Of the total, 24 were closed or dissolved. The rest were subject to other
solutions, such as capital infusions, stock ownership transfers or
restructuring.
The commission said more than 90 percent of China's securities dealers now
meet government requirements in financial conditions.
The government demands that the net capital of a Chinese security company
must be at least 8 percent of its debts.
China's securities brokers have been found illegally appropriating customers'
funds for investment, which often result in losses and company debt, especially
in the previously bearish Chinese stock market.

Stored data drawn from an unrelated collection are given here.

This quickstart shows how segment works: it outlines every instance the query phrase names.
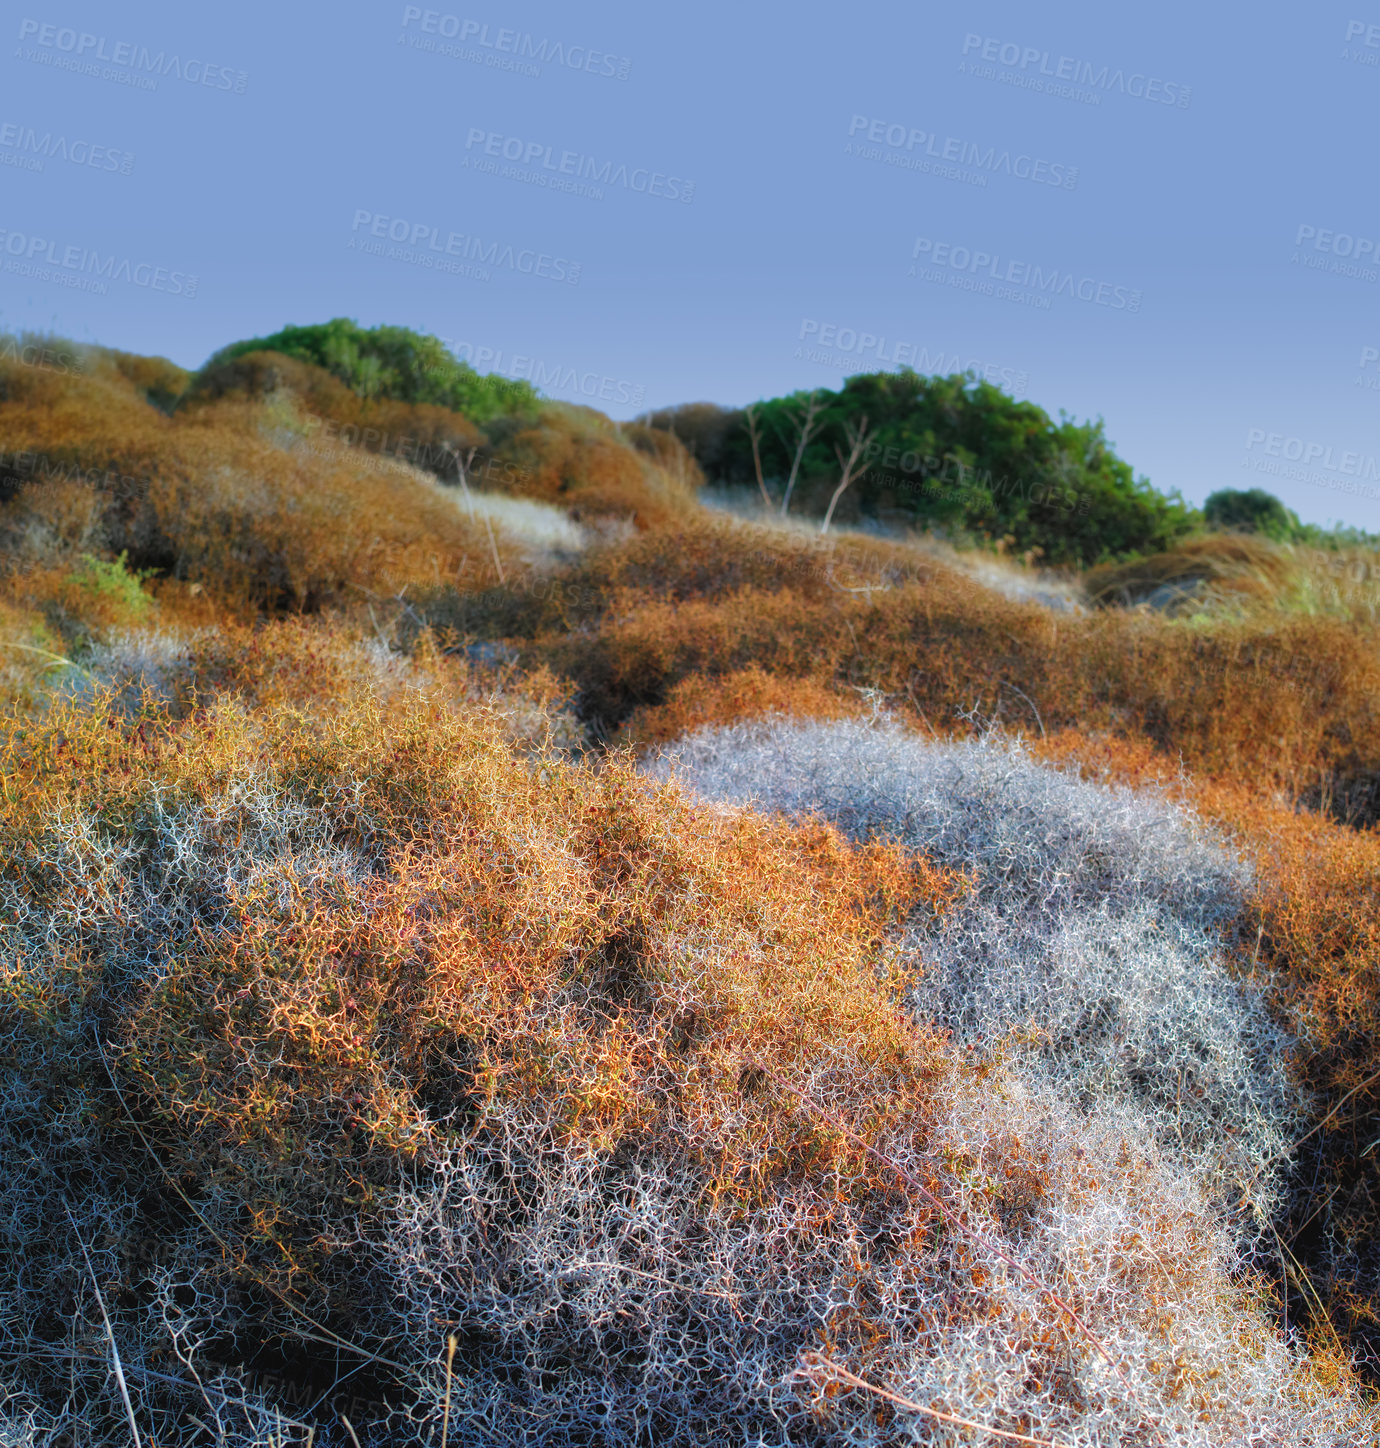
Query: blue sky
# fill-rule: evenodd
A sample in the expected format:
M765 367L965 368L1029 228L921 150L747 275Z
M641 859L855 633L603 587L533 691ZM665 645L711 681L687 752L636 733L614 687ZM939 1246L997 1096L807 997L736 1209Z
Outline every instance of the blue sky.
M397 322L615 417L972 364L1380 528L1380 0L1232 9L17 0L0 325Z

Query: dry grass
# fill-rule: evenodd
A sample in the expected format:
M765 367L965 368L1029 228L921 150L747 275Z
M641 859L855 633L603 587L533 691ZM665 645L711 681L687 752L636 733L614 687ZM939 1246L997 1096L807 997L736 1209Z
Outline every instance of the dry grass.
M0 357L6 1441L1375 1440L1360 553L1080 611L186 383Z
M439 601L435 617L576 681L606 730L683 681L756 667L845 700L875 691L941 733L975 713L1031 734L1110 730L1360 816L1380 771L1380 656L1358 622L1061 613L900 543L809 549L714 519L651 530L540 593Z
M1094 568L1084 581L1100 603L1149 603L1181 615L1380 622L1380 555L1359 546L1324 549L1214 533L1171 553Z
M10 1194L5 1317L30 1394L72 1362L70 1317L36 1306L76 1291L45 1230L66 1200L124 1264L113 1330L165 1439L160 1343L185 1401L275 1332L374 1354L370 1441L430 1432L447 1332L457 1442L893 1441L903 1418L792 1386L803 1349L1071 1442L1354 1418L1133 1117L901 1008L894 932L955 909L956 876L501 732L426 689L12 726L0 1116L11 1161L46 1145Z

The government plans to entrust investors' funds to commercial banks for
independent management. The new system will be fully implemented out next
August.
The recently rising stock market has boosted the profits of securities firms,
which is expected to end the whole industry's consecutive losses for the past
four years.
By the end of October, 92 of the 107 securities companies had recorded
profits, with industry profits at 18 billion yuan (2.25 billion U.S. dollars),
according to the commission.
The benchmark Shanghai Composite Index, a major index of Chinese shares,
broke the 2,600-point mark on Thursday morning, mainly powered by bluechips.
The index continued climbing to close at 2632.990 points on Friday morning,
2.55 percent up from the previous close.